Canon y novísima narrativa gay en México

escribe Luis Martín Ulloa

En México el reconocimiento de las disidencias sexo-genéricas ha tenido una trayectoria muy accidentada, y es solamente hasta hace pocos años que han comenzado a tener una visibilidad certera. En el campo de la literatura, y en particular de la que aborda el universo de la homosexualidad masculina, la situación es idéntica: durante gran parte del siglo XX, la representación del hombre homosexual se realizó exclusivamente mediante los recursos de la burla y el escarnio, y en el mejor de los casos, la lástima y la conmiseración. Aquí haré un breve repaso de las obras que la retomaron y cómo se ha llegado a constituir cierto canon de la narrativa gay mexicana, para llegar al estado actual en estas primeras décadas del XXI.

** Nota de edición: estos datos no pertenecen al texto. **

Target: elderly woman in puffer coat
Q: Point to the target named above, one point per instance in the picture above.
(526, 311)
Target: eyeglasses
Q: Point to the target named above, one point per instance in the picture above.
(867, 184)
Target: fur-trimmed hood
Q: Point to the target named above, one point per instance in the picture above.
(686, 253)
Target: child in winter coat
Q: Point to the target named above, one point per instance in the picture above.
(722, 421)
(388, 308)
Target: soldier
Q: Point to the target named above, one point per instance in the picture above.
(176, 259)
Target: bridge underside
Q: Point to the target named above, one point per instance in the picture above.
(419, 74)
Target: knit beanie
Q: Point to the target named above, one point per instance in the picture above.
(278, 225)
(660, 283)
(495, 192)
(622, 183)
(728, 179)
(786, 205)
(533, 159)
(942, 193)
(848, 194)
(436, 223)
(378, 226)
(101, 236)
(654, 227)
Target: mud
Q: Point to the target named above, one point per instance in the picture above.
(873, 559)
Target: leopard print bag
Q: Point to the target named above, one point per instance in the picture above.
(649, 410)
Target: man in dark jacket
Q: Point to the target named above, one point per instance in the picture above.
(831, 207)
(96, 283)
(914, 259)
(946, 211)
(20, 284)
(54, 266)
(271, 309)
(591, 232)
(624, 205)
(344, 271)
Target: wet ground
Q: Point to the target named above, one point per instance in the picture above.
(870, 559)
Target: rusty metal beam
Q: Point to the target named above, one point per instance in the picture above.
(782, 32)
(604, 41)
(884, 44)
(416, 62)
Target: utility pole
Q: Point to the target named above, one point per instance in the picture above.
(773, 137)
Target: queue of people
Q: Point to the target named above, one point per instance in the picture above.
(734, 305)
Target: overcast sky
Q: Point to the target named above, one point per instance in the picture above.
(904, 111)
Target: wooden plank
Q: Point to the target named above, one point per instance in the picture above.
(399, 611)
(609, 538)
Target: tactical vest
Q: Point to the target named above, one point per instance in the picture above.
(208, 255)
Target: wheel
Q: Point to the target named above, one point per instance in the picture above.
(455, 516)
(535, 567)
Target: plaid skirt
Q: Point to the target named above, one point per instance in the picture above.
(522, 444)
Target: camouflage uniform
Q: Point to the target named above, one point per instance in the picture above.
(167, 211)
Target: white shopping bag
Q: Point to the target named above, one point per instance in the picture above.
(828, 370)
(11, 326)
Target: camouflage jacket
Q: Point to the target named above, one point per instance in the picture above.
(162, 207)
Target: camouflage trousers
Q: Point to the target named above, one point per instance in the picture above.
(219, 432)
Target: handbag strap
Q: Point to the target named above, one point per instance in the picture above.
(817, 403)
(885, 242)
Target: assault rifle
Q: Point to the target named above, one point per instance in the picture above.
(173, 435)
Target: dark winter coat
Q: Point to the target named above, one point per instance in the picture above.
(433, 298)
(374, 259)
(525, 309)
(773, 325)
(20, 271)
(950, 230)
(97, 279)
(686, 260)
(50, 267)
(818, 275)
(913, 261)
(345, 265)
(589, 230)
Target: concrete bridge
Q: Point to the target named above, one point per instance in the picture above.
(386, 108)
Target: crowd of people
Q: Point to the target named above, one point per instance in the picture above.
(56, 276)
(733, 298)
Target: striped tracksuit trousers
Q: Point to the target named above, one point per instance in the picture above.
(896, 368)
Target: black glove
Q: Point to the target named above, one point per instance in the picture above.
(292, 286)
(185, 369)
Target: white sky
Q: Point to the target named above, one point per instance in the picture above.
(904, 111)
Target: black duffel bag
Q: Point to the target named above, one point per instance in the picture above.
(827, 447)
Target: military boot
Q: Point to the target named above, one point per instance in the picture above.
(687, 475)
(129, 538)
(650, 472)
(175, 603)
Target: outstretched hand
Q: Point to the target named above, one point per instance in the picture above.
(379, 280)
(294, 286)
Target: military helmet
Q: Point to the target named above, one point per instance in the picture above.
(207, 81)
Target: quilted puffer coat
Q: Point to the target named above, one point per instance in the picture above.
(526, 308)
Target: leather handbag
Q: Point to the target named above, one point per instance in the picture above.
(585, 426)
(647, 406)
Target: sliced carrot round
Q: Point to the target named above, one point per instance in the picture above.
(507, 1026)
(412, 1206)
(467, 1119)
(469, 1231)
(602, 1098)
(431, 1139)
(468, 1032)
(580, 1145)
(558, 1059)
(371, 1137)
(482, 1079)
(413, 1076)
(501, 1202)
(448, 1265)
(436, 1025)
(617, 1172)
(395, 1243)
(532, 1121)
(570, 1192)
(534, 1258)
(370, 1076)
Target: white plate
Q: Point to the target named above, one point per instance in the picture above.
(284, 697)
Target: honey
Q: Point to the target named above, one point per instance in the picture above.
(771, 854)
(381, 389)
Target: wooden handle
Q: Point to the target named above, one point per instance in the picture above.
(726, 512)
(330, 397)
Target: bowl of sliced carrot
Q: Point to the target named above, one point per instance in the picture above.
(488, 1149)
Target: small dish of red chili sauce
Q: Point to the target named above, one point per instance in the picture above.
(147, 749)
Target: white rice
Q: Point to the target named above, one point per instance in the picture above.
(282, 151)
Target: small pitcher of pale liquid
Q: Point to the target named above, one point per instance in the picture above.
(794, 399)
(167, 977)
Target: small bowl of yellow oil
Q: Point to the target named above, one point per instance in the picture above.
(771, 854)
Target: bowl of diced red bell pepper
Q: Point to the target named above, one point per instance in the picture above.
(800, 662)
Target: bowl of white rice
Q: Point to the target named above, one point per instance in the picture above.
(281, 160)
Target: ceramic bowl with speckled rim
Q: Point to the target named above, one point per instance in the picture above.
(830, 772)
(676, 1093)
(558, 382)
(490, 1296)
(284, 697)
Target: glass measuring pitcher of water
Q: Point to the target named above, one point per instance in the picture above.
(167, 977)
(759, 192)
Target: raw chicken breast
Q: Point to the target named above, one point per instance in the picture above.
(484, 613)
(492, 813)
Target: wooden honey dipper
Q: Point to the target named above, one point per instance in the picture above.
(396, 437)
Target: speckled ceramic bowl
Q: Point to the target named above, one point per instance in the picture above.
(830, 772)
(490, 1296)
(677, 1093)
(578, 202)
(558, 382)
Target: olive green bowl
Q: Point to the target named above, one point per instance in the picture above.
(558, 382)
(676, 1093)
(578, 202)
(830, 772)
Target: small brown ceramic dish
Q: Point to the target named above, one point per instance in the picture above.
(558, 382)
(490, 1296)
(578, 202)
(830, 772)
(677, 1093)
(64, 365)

Bajo dos únicas imágenes transitó este personaje en la literatura mexicana, que lo situaban en posiciones extremas: la euforia o el sufrimiento. Por una parte, el afeminado festivo y lúbrico, el jotito que sólo podía aspirar a ser un remedo de la figura femenina, e indefectiblemente era motivo de diversión o burla. Por la otra, el homosexual afligido que sí «parece hombre», atormentado por reconocerse a sí mismo como un ser inadaptado, orillado a moverse en la clandestinidad y en muchas ocasiones con un final trágico. Estas representaciones estereotípicas aparecen incluso antes de comenzar el siglo XX. Los primeros ejemplos provienen de la cultura popular. «El ánima de Sayula» es una leyenda del estado mexicano de Jalisco. Se transmitió durante mucho tiempo de manera oral hasta que fue transcrita en los últimos años del XIX. En ella, un ánima en pena se dirige al valiente que se atreve a encararlo y devela sus pretensiones: «El favor que yo te pido / Es un favor muy sencillo, / Que me prestes el fundillo / Tras del que ando tiempo ha». El otro ejemplo es por supuesto el de «Los 41 maricones», suceso de 1901 que ha sido suficientemente divulgado, al igual que la composición en verso que se publicó en una hoja junto al grabado realizado por José Guadalupe Posada. Estas dos composiciones de nulo valor literario fueron el preludio de larga etapa en la cual los personajes homosexuales, con algunas variaciones mínimas, correspondían de manera invariable a esta representación dual. No hubo texto literario que no imprimiera ese matiz desesperanzado, que no dejara como únicos caminos el repudio, la soledad, o el papel de bufón.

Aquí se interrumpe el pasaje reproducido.